Zum Schluss möchte ich gern zwei Dinge tun. Ich will einmal ausdrücklich sagen und mich bedanken, weil diese Koalition bei allen Unkenrufen bei diesem Thema Handlungsfähigkeit gezeigt hat.

(Beifall SPD)

Ja, das ist so. Wir haben uns gemeinsam verständigt und das ist ein guter Tag für Thüringen, für die Arbeitnehmer und für die Unternehmen hier im Land.

(Beifall SPD)

Ich will mich ausdrücklich auch an eine Person in der CDU-Fraktion wenden, nämlich Gerhard Günther, der mich heute Morgen angerufen hat, der krank ist, der mir nicht nur zum Geburtstag gratuliert hat, ansonsten sich auch noch einmal für die gute Zusammenarbeit bedankt hat. Ich kann das nur zurückgeben. Ich wünsche ihm von diesem Platz aus gute Besserung, er sollte schnell wiederkommen. Wir sollten ihm sagen, er wird gebraucht im Thüringer Landtag, liebe Kolleginnen und Kollegen.

(Beifall CDU, SPD, FDP, BÜNDNIS 90/DIE GRÜNEN)

Ich will mich aber auch bedanken beim Kollegen Heym, bei den Kollegen Weber und Lemb aus meiner Fraktion, auch ausdrücklich bei Herrn Adams und Herrn Hausold, die sich an der Debatte, wie ich finde, konstruktiv beteiligt haben. Wir haben nicht alles aufnehmen können, aber man kann ja auch mal unterschiedlicher Auffassung zu dem einen oder anderen Thema sein. So ist das eben, aber

ich denke, wir haben heute eine gute Grundlage geschaffen für das, was wir auch an Rahmenbedingungen für den Wirtschafts- und Beschäftigungsstandort Thüringen brauchen.
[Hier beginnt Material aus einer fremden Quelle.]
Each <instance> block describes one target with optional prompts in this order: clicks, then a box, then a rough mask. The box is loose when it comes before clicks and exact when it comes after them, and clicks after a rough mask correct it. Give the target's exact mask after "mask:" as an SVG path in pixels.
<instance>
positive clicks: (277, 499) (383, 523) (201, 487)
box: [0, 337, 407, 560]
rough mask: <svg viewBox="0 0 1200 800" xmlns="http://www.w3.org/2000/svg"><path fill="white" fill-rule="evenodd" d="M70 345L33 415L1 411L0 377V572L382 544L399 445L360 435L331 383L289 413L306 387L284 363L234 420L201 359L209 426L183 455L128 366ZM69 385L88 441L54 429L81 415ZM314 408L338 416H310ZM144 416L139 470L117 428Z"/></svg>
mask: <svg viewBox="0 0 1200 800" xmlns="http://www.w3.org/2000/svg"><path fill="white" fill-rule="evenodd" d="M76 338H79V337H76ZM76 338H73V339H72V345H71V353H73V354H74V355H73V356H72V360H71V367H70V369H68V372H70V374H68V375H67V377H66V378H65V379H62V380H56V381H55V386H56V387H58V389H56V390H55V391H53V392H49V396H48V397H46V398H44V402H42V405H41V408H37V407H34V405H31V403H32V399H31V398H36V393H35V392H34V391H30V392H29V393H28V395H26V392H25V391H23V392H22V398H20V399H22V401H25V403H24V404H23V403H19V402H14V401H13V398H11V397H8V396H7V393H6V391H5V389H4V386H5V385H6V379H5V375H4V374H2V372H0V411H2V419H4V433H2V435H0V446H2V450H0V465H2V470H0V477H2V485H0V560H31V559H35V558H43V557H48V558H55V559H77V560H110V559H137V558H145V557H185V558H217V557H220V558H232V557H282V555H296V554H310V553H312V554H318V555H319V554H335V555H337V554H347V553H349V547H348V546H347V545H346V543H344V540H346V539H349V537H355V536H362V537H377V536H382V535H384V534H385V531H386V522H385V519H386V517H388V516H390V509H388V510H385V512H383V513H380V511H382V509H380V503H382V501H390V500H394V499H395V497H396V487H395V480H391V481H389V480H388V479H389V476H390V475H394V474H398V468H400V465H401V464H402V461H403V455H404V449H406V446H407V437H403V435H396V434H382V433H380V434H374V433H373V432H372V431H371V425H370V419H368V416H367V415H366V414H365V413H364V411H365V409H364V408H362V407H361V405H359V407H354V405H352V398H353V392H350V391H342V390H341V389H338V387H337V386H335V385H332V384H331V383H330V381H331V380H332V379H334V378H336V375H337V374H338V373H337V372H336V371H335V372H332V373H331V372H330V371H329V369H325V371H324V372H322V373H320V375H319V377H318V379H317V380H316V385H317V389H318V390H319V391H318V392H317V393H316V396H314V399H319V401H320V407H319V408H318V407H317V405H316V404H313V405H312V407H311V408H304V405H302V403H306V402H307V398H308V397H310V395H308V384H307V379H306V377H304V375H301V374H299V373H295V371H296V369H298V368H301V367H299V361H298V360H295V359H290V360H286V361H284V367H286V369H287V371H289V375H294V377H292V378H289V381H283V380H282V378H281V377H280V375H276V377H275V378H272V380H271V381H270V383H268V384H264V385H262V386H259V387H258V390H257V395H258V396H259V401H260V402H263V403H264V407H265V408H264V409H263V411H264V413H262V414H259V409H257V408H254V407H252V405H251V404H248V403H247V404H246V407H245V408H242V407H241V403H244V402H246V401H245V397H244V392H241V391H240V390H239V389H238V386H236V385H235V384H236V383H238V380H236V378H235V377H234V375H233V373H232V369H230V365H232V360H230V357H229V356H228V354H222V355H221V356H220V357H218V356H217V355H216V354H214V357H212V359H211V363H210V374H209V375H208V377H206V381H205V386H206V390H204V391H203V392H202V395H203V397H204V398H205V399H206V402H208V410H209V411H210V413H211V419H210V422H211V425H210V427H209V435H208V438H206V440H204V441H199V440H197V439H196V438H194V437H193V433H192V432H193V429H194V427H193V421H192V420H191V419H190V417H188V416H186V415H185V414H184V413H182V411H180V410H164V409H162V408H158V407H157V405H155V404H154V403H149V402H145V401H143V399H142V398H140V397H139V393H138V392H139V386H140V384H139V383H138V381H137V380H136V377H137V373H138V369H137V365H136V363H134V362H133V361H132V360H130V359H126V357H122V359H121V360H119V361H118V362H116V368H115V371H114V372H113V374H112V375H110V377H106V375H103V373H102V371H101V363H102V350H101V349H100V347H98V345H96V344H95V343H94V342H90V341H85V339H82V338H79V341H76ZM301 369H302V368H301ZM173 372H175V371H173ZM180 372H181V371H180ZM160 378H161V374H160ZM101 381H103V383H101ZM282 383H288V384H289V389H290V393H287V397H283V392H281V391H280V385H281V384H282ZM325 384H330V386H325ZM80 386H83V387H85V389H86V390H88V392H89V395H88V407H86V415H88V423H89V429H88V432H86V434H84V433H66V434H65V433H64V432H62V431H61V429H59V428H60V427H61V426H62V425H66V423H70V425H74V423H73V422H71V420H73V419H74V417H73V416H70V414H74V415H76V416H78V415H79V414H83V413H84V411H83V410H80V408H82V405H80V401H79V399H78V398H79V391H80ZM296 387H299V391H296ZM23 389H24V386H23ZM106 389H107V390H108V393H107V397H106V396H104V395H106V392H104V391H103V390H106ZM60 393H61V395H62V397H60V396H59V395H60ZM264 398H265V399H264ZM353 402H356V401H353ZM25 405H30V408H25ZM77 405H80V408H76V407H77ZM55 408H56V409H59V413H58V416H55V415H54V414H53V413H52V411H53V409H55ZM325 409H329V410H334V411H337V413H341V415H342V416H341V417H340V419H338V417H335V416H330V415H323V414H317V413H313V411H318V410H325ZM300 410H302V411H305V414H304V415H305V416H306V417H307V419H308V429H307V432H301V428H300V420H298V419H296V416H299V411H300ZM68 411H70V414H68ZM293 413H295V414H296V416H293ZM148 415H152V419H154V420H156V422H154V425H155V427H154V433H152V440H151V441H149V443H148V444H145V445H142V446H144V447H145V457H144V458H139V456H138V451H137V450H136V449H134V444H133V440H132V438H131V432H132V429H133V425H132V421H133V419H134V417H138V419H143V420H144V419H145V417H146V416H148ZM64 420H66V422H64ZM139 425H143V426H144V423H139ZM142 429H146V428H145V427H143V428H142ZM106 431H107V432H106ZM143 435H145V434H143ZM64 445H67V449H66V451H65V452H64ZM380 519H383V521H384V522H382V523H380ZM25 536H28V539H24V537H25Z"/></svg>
Der letzte Satz geht so: Ich habe mit meinem Geburtstag angefangen und will mit meinem Geburtstag enden. Das schönste Geschenk, das der Landtag mir heute machen kann, wenn dieses Gesetz mit möglichst breiter Mehrheit verabschiedet werden könnte. Herzlichen Dank und auf eine weiterhin gute Zusammenarbeit.